Grâce à l’appui de l’Organisation mondiale de la Santé (OMS), la Mauritanie a réussi à éliminer la lèpre comme problème de santé publique au début des années 2000. L’OMS a fourni des médicaments gratuits, formé plus de 30 professionnels de santé au diagnostic précoce et soutenu la recherche pour interrompre la transmission au sein des familles et des communautés.
« La gratuité du traitement a permis de guérir des milliers de patients. Nous poursuivons nos efforts pour accompagner le pays vers l’élimination complète de la lèpre grâce à un dépistage précoce, un traitement efficace, et une sensibilisation accrue », explique le Dr Babacar Dieye, responsable des maladies tropicales négligées (MTN) à l’OMS Mauritanie.
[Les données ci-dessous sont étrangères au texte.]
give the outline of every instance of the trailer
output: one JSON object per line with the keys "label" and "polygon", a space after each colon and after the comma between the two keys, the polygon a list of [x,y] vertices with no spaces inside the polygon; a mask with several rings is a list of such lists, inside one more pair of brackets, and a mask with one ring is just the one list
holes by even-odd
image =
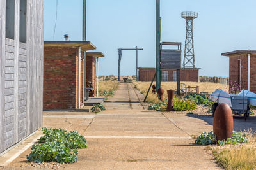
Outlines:
{"label": "trailer", "polygon": [[246,90],[243,90],[238,94],[229,94],[218,89],[210,96],[212,105],[212,116],[218,105],[220,103],[227,103],[232,111],[233,114],[248,117],[250,113],[250,106],[256,105],[256,94]]}

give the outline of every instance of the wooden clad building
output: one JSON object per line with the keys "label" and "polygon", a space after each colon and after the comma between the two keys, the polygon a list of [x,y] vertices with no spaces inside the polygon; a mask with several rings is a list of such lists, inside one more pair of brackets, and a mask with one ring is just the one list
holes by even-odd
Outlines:
{"label": "wooden clad building", "polygon": [[[199,69],[180,69],[180,81],[198,82]],[[161,69],[161,81],[176,81],[176,69]],[[139,67],[139,81],[151,81],[155,73],[155,68]]]}
{"label": "wooden clad building", "polygon": [[42,125],[43,0],[0,1],[0,152]]}
{"label": "wooden clad building", "polygon": [[99,57],[103,57],[105,55],[102,52],[86,53],[86,87],[92,85],[92,89],[89,91],[90,97],[95,97],[98,91],[98,62]]}
{"label": "wooden clad building", "polygon": [[229,57],[230,87],[237,83],[240,90],[256,93],[256,50],[235,50],[221,55]]}

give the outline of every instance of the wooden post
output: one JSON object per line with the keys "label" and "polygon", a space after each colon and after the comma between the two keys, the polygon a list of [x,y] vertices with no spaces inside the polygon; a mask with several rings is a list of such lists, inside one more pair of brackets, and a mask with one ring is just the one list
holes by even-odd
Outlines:
{"label": "wooden post", "polygon": [[177,78],[177,94],[180,96],[180,69],[177,69],[176,71]]}

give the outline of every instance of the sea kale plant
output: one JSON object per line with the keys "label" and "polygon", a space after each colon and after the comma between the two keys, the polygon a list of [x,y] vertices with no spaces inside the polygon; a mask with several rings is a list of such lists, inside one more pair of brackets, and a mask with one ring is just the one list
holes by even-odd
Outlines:
{"label": "sea kale plant", "polygon": [[185,96],[185,99],[189,99],[196,103],[198,105],[203,105],[204,106],[210,106],[212,102],[209,98],[204,94],[189,94]]}
{"label": "sea kale plant", "polygon": [[31,162],[57,162],[61,164],[77,161],[77,149],[86,148],[86,140],[76,131],[68,132],[61,129],[42,128],[44,135],[34,144],[27,157]]}
{"label": "sea kale plant", "polygon": [[238,94],[240,91],[240,85],[236,81],[230,81],[229,84],[229,92],[230,94]]}
{"label": "sea kale plant", "polygon": [[223,146],[225,144],[237,144],[241,143],[247,143],[248,139],[246,138],[246,134],[233,131],[232,138],[224,140],[216,140],[216,136],[211,131],[209,133],[204,132],[200,134],[195,140],[195,143],[202,145],[209,144],[218,143],[220,145]]}
{"label": "sea kale plant", "polygon": [[91,108],[91,111],[94,113],[99,113],[100,111],[103,111],[106,110],[106,108],[103,104],[94,104],[93,107]]}

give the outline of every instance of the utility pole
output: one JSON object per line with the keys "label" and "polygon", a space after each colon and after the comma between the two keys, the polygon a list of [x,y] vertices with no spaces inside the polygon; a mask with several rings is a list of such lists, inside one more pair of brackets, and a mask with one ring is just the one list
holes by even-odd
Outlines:
{"label": "utility pole", "polygon": [[160,0],[156,0],[156,90],[161,86],[160,68]]}
{"label": "utility pole", "polygon": [[138,46],[136,46],[136,81],[138,81]]}
{"label": "utility pole", "polygon": [[[86,40],[86,0],[83,0],[83,41]],[[84,52],[84,98],[86,96],[86,51]]]}
{"label": "utility pole", "polygon": [[[122,59],[122,50],[136,50],[136,76],[138,76],[138,50],[143,50],[143,48],[138,48],[136,46],[136,48],[118,48],[117,49],[118,52],[118,81],[120,81],[120,67],[121,64],[121,59]],[[138,79],[137,79],[138,81]]]}

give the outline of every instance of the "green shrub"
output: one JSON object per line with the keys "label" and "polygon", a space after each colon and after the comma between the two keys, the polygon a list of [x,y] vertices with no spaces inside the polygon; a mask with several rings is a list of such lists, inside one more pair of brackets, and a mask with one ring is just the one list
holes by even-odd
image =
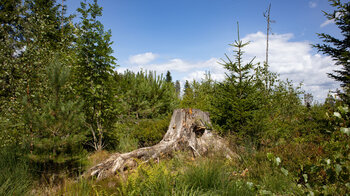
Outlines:
{"label": "green shrub", "polygon": [[18,146],[0,149],[0,195],[25,195],[32,185],[28,161]]}

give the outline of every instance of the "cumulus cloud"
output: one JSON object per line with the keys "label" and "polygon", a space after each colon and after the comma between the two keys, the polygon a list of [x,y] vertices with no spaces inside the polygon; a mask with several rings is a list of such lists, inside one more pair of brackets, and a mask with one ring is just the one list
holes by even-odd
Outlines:
{"label": "cumulus cloud", "polygon": [[[269,64],[273,72],[280,74],[280,78],[292,80],[295,84],[303,83],[303,89],[314,95],[315,100],[323,101],[330,89],[336,89],[339,84],[328,78],[327,73],[333,71],[334,62],[330,57],[314,54],[309,42],[291,41],[293,34],[275,34],[269,41]],[[248,62],[255,57],[254,62],[265,61],[266,35],[262,32],[246,35],[243,41],[250,41],[243,50],[244,61]],[[231,50],[232,48],[230,48]],[[232,50],[231,50],[232,51]],[[151,53],[152,54],[152,53]],[[233,59],[232,52],[228,52]],[[222,55],[224,57],[224,54]],[[225,78],[225,69],[219,63],[220,58],[209,58],[203,61],[186,61],[179,58],[169,59],[164,63],[148,63],[132,65],[127,68],[120,67],[118,71],[126,69],[132,71],[153,70],[157,73],[171,71],[175,80],[200,81],[206,72],[211,73],[211,78],[221,81]]]}
{"label": "cumulus cloud", "polygon": [[329,24],[332,24],[332,23],[334,23],[333,19],[332,20],[326,20],[320,25],[320,27],[325,27],[325,26],[327,26]]}
{"label": "cumulus cloud", "polygon": [[[330,89],[339,85],[328,78],[333,72],[334,62],[330,57],[313,54],[309,42],[293,42],[293,34],[271,35],[269,41],[269,64],[273,72],[281,79],[290,79],[294,83],[303,83],[303,89],[311,92],[316,100],[323,101]],[[245,48],[249,58],[256,57],[257,62],[265,60],[266,36],[262,32],[247,35],[243,40],[251,41]]]}
{"label": "cumulus cloud", "polygon": [[147,64],[154,59],[156,59],[157,55],[152,52],[146,52],[142,54],[137,54],[129,57],[129,62],[131,64]]}
{"label": "cumulus cloud", "polygon": [[317,6],[317,3],[314,1],[309,1],[309,7],[310,8],[315,8]]}

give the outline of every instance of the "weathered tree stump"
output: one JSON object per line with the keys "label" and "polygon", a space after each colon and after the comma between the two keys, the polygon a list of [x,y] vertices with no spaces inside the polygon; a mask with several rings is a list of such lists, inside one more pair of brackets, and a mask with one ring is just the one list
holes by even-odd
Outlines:
{"label": "weathered tree stump", "polygon": [[151,147],[140,148],[128,153],[115,153],[104,162],[90,168],[85,175],[103,179],[137,165],[136,160],[149,161],[174,151],[190,150],[194,156],[202,156],[209,151],[224,153],[226,158],[237,155],[220,136],[211,130],[209,114],[197,109],[176,109],[163,139]]}

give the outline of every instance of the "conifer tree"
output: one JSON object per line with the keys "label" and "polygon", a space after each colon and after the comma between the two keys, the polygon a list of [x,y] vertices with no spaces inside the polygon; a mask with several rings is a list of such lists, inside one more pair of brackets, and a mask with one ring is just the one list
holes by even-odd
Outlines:
{"label": "conifer tree", "polygon": [[[48,89],[40,102],[38,112],[28,97],[23,100],[23,119],[32,125],[33,138],[29,158],[37,169],[57,173],[62,169],[76,168],[84,155],[82,143],[85,140],[84,113],[82,102],[69,96],[71,88],[69,68],[57,58],[46,68]],[[43,98],[42,98],[43,99]]]}
{"label": "conifer tree", "polygon": [[215,86],[212,106],[210,108],[212,119],[226,131],[243,130],[247,136],[255,137],[254,131],[245,129],[254,118],[254,112],[258,110],[259,95],[258,88],[254,82],[252,59],[249,63],[243,64],[243,50],[249,42],[240,40],[238,30],[238,40],[230,46],[236,50],[235,60],[231,60],[225,54],[227,60],[223,60],[222,65],[228,70],[226,79]]}
{"label": "conifer tree", "polygon": [[318,37],[323,44],[314,45],[319,52],[332,57],[337,66],[341,69],[329,73],[328,76],[341,83],[344,92],[340,93],[342,100],[350,104],[350,3],[342,3],[340,0],[330,0],[335,8],[333,12],[324,12],[328,20],[334,21],[338,26],[341,38],[332,35],[319,33]]}

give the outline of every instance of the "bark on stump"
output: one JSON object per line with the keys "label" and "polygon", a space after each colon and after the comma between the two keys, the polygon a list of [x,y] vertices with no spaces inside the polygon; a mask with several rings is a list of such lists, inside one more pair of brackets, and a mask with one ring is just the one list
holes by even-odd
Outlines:
{"label": "bark on stump", "polygon": [[115,153],[102,163],[90,168],[85,175],[103,179],[137,165],[136,160],[149,161],[174,151],[191,150],[194,156],[210,152],[224,153],[226,158],[237,155],[223,138],[212,133],[209,114],[197,109],[176,109],[163,139],[151,147],[139,148],[128,153]]}

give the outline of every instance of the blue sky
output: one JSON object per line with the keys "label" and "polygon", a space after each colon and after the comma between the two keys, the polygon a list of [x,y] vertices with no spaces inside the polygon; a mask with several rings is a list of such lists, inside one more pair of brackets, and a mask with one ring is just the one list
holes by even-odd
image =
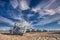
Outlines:
{"label": "blue sky", "polygon": [[60,0],[0,0],[0,27],[21,23],[40,29],[60,29]]}

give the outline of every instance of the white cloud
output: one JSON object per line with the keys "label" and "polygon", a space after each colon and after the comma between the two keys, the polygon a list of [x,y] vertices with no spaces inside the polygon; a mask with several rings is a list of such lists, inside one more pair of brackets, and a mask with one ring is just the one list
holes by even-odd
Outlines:
{"label": "white cloud", "polygon": [[13,8],[17,8],[18,7],[18,0],[10,0],[10,3],[11,3]]}
{"label": "white cloud", "polygon": [[40,14],[41,15],[54,15],[56,12],[53,10],[53,9],[47,9],[47,10],[44,10],[44,11],[41,11]]}
{"label": "white cloud", "polygon": [[57,22],[60,25],[60,21]]}
{"label": "white cloud", "polygon": [[20,0],[19,1],[19,8],[21,10],[27,10],[27,9],[29,9],[27,1],[26,0]]}
{"label": "white cloud", "polygon": [[60,15],[53,15],[51,17],[46,17],[43,20],[41,20],[39,23],[37,23],[37,25],[45,25],[45,24],[49,24],[52,22],[55,22],[57,20],[60,19]]}
{"label": "white cloud", "polygon": [[28,18],[31,17],[31,16],[34,16],[34,14],[28,14],[28,15],[27,15]]}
La sensibilisation est essentielle pour briser les idées fausses sur la lèpre. Beaucoup de Mauritaniens croient encore à tort que la maladie a été complètement éradiquée, ce qui alimente la stigmatisation. Le Dr Yahya souligne : « La lèpre est perçue comme une maladie invalidante, mais avec des campagnes de sensibilisation, la population commence à mieux comprendre la maladie, ce qui réduit la stigmatisation. »
La Mauritanie a également intégré le dépistage et le traitement de la lèpre dans son programme de lutte contre les maladies tropicales négligées. La surveillance post-traitement permet de limiter les récidives et de gérer les complications inflammatoires. « J’avais des rendez-vous mensuels pour suivre mon état de santé, et le médecin m’a toujours rassurée et ajustée mon traitement si nécessaire », témoigne Mariam.
Grâce à ces efforts combinés, la Mauritanie est sur la bonne voie pour atteindre son objectif ambitieux : zéro cas de lèpre. Un exemple de succès de santé publique en Afrique, où la lutte contre la stigmatisation et l’accès équitable aux soins se révèlent essentiels pour éradiquer cette maladie.